- - Tuesday, August 30, 2016

Ever since the record-smashing success of Mel Gibson’s “The Passion Of The Christ,” Hollywood, who initially avoided the film like a leper with AIDS, has been clamoring to tap into America’s largest demographic — the faith audience. Since then, dozens of “faith” titles have released with wildly varied results, leaving Hollywood perplexed. Some historically overachieved (“Fireproof,” “God’s Not Dead”) and some historically flopped (“Exodus: Gods and Kings,” “Ben Hur”).

So why are churchgoers so difficult to galvanize at box offices? After all, their ideals are widely known and they’re eager to share them, if you ask. With so much money on the line and built-in advertising avenues — radio networks, print publications, websites, television networks — and churches ready and willing to spread the word, Hollywood should be savvy enough to reliably tap into this market, right? Not really.

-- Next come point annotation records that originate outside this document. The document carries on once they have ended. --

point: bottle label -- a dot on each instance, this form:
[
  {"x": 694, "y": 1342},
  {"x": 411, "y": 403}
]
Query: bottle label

We’ve spent nearly a decade at WingClips.com providing church leaders with inspirational and illustrative scenes from popular films and tracking their results, and we’ve been promotionally involved with the majority of faith-based theatrical releases since our launch. Here are a few things we’ve learned along the way that Hollywood doesn’t quite understand:

1. For us by us

Faith audiences prefer to support their own. And, conversely, are immediately wary of throwing support ($$$) in the direction of Hollywood. The most successful faith movies were all passionately made by believers, for believers. Regardless of Mr. Gibson’s now tarnished reputation, the prevailing story when “The Passion” released was that Mr. Gibson, a devout Catholic, felt so compelled to bring his vision of Jesus’ sacrifice to audiences that he shelled out tens of millions of his own money to fulfill this calling. Furthermore, Alex Kendrick, the creative mind behind the independent sensations “Facing The Giants,” “Courageous” and “War Room,” produces his movies using a cast and crew primarily consisting of his own church staff. These behind-the-scenes underdog stories propel faith audiences not only to buy a ticket, but to spread the word like wildfire and organize local showings like it’s their duty as fellow believers.

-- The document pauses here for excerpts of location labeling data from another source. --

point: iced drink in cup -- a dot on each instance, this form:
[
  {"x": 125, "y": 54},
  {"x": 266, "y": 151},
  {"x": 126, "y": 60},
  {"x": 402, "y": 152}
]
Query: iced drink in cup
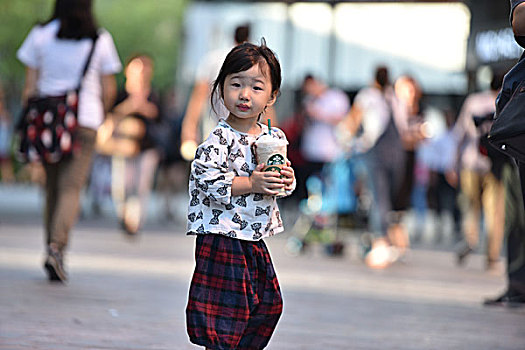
[{"x": 272, "y": 152}]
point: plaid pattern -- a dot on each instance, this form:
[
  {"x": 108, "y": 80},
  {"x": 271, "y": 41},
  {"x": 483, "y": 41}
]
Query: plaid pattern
[{"x": 234, "y": 301}]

2. The veracity of Scripture

To its followers, the inerrancy of biblical text actually matters and is unchangeable. Scripture is often referred to as “The Word Of God.” This is not hyperbole. If you are telling a biblical story and need the support of its adherents, be very careful in taking too much creative license in the storytelling (“Exodus: Gods and Kings,” “The Young Messiah”). And, certainly, don’t twist the clear underlying message of one of the most well-known biblical stories to seemingly support a progressive, environmental agenda. I’m looking at you, “Noah.” If you miss the boat here, believers won’t only silently shun your film, they will actively discourage their sphere of influence to do the same.

3. Transparent pandering

While Hollywood rightfully views the faithful as a demographic, churchgoers don’t want to feel like a demographic. And, they do. Just because a film is based on a biblical story or contains biblical themes, and its marketing efforts and promotional resources are specifically schemed to engage the faithful, that alone will not resonate enough with believers to translate into ticket sales. The heart and soul of the film need to shine through in its marketing and within the individuals tasked to carry out that marketing.

4. Quality above all

Too much is made about producing and marketing faith movies to faith audiences. The truth is, churchgoers show up for mainstream movies (even R-rated ones) just as much as secular audiences, and love them just the same. Ask a fervent believer their favorite films, and you will likely hear familiar titles: “Forrest Gump,” “Rudy,” “The Dark Knight,” “Braveheart,” “Despicable Me,” etc. Focusing on finding a story worth telling and executing it well is the greatest barometer for success, even within the faith demographic. And when marketing to the church, there’s no need to clumsily force-feed the same religious messages they’ve heard time and time again. Stories that celebrate the triumph of the human spirit are already “faith” stories. And, Hollywood, we all could use more of those.

Jeremy Irion is a co-founder and vice president of operations at WingClips.com, a company that provides movie clips that illustrate and inspire to church leaders and educators.”